AI Red Teaming
Find Vulnerabilities Before Attackers Do
Traditional security testing wasn't designed for probabilistic systems. We use multi-agent attack simulations to probe your AI systems for vulnerabilities that conventional tools miss.
Why AI Systems Need Different Testing
Standard penetration testing assumes predictable behavior. Query a database, exploit a buffer overflow, escalate privileges. The attack surface is static and the responses are deterministic.
AI systems don't work that way. Large language models generate different outputs for identical inputs. Agentic workflows chain multiple AI components with emergent behaviors. The attack surface shifts with every interaction.
Three fundamental mismatches exist between traditional security testing and AI systems: static tests can't assess dynamic behavior, single-point probes miss contextual attacks that build influence across conversations, and deterministic methods can't evaluate emergent properties that weren't explicitly programmed.
Our Testing Methodology
Threat Modeling
Map your AI systems' attack surfaces. Which components have external access? What data can they reach? Where do agents have autonomous authority? We document exposure points before testing begins.
Baseline Establishment
Define expected and forbidden behaviors. What should your AI systems refuse to do? What information should they never reveal? These baselines become success criteria for adversarial testing.

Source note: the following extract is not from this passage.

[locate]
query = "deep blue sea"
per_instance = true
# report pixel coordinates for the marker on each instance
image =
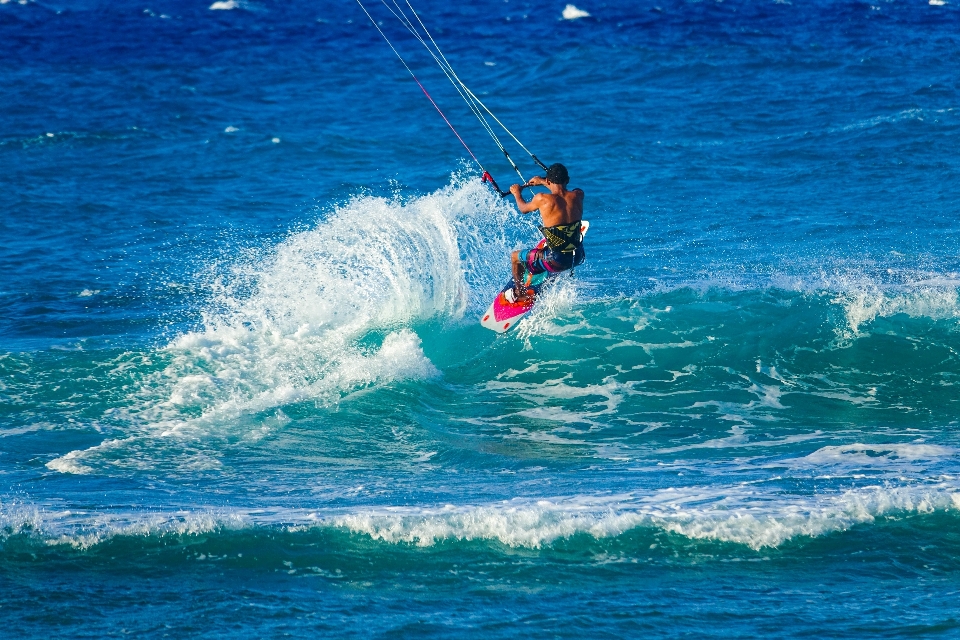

Multi-Agent Attack Simulation
Coordinated attacker, defender, and evaluator agents probe your systems systematically. This approach more accurately simulates how real attackers operate: iterating on strategies, learning from failures, and exploiting successful techniques.
Agentic-Specific Testing
For autonomous AI systems, we test attack vectors unique to agentic workflows: memory poisoning, tool exploitation, goal hijacking, and cascading failures across multi-agent architectures.
Continuous Integration
AI red teaming shouldn't be a one-time assessment. As models are updated and prompts are modified, new vulnerabilities emerge. We help integrate testing into your deployment pipelines.
Remediation Guidance
Every finding comes with actionable recommendations. We don't just identify vulnerabilities—we help you understand root causes and implement effective defenses that maintain model performance.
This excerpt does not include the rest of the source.